The two main objectives of the Fed’s mandate are stable prices and maximum sustainable employment.

All else being equal, the Fed will sacrifice employment if inflation rears its ugly head.

The 2.1% Treasury is a sign of potential economic troubles ahead.

Now, even more ridiculous in light of this recent substantial drop in rates, there are calls for the Fed to take rates even lower.

Originally published on June 6, 2019

Dumb and Dumber

Just when you thought media/pundit commentary on the market and the economy couldn’t get anymore inane and stupid, they surprise you by plumbing a new depth. This article from CNBC, “These charts show how Fed Chair Jerome Powell is the most important thing to the market now,” is a solid gold example. Of course, Chairman Powell is in part responsible for this belief with his statement yesterday, “We will act as appropriate to sustain the expansion.” That comment was all it took to reinforce the opinion of those believing in a phantom “third mandate” for the Fed… keep the economy growing at all times (i.e., no slowdowns, no recessions or, even worse, no depressions)… A brave new world of pre-emptive (Fed strikes) rate hikes. Unfortunately (or fortunately), there is not third mandate. The mandate’s two main objectives are stable prices and maximum sustainable employment. All else being equal, the Fed will sacrifice employment if inflation rears its ugly head.
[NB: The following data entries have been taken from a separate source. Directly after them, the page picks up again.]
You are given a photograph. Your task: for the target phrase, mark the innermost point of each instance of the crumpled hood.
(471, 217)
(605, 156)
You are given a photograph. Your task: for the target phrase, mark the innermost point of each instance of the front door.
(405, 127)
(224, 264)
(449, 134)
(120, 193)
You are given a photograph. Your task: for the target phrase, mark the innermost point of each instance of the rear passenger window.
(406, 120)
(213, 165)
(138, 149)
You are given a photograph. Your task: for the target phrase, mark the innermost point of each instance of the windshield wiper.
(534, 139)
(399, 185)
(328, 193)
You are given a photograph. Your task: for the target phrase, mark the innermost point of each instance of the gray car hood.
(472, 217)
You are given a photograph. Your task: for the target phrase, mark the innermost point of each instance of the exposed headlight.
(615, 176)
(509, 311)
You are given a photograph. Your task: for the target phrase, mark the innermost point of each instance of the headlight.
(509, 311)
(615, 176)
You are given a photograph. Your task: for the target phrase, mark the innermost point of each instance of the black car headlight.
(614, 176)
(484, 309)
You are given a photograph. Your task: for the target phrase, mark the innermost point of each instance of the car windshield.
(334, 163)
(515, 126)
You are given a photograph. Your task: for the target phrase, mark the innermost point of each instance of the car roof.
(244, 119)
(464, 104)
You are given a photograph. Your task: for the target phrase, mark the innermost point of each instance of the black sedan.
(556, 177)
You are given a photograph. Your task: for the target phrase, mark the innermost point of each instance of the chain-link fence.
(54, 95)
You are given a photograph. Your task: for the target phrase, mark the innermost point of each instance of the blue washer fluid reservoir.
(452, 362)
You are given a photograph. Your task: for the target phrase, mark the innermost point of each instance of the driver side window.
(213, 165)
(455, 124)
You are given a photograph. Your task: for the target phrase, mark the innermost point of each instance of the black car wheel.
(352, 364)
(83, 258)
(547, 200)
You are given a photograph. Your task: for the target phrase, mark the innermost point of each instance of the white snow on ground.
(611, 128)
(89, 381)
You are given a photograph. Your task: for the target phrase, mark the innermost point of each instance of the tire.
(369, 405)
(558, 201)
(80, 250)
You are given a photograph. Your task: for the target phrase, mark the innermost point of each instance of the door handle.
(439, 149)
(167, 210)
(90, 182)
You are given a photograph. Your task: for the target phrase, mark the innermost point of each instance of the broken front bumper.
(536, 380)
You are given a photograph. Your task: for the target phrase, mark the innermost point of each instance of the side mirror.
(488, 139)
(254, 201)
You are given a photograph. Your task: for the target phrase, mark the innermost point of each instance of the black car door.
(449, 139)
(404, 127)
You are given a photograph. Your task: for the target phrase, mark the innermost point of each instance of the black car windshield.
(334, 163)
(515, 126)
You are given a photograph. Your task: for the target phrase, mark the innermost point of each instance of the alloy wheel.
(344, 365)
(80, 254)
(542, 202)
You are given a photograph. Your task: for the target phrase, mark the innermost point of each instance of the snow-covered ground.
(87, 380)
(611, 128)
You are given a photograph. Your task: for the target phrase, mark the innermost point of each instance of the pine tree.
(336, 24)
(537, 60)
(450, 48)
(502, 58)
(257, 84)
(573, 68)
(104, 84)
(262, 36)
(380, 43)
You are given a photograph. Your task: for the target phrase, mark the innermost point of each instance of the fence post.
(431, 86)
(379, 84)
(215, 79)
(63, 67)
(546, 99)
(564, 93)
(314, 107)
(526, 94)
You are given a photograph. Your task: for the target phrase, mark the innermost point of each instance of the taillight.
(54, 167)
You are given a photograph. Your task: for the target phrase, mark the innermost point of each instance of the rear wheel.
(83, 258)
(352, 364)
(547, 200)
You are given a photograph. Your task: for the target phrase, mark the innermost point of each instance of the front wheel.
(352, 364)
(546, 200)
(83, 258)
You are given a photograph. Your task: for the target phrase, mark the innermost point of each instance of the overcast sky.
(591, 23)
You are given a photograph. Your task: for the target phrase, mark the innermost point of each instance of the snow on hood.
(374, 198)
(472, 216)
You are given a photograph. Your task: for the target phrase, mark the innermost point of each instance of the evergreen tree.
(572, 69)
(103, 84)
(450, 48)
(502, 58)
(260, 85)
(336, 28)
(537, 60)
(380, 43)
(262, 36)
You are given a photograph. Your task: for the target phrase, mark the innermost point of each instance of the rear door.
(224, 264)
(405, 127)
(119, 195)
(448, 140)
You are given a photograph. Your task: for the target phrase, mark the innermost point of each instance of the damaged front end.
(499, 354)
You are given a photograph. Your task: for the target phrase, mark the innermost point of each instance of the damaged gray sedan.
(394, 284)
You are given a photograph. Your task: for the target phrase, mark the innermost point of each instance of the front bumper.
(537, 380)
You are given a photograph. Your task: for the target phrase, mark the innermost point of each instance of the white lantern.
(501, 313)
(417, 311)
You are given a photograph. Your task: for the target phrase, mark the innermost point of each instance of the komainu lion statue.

But, you say, inflation hasn’t reared its ugly head for years. That is true, but the Fed does not want to do anything that might trigger that process… things like printing more money or keeping rates so low as to encourage speculation and bubbles. By the way, money printing and low rates have been the hallmarks of Fed policy for most of the past decade following the financial crisis. Fiscal policy, including our most recent tax cuts and the additional deficits incurred because them, are very expansionary (again, potentially inflationary).

Specifically, as it pertains to rate cuts, our president has done a yeoman’s job in cutting rates with no help from the Fed. Trade and tariff issues with China and Mexico have driven the yield on the US Treasury 10-year note to nearly a two-year low (down over 1% – 3.24% down to 2.12% as of this post since last November). That 10-year is the benchmark used to set mortgage rates, very important for housing.

Fed policy and rates are not the problem. As such, I believe it is dumb to think Jerome Powell can save us from the economic and stock market impact of trade policy/immigration policy by tweet. It is even dumber for anyone to proclaim that the Fed Chairman is “the most important thing to the market now.”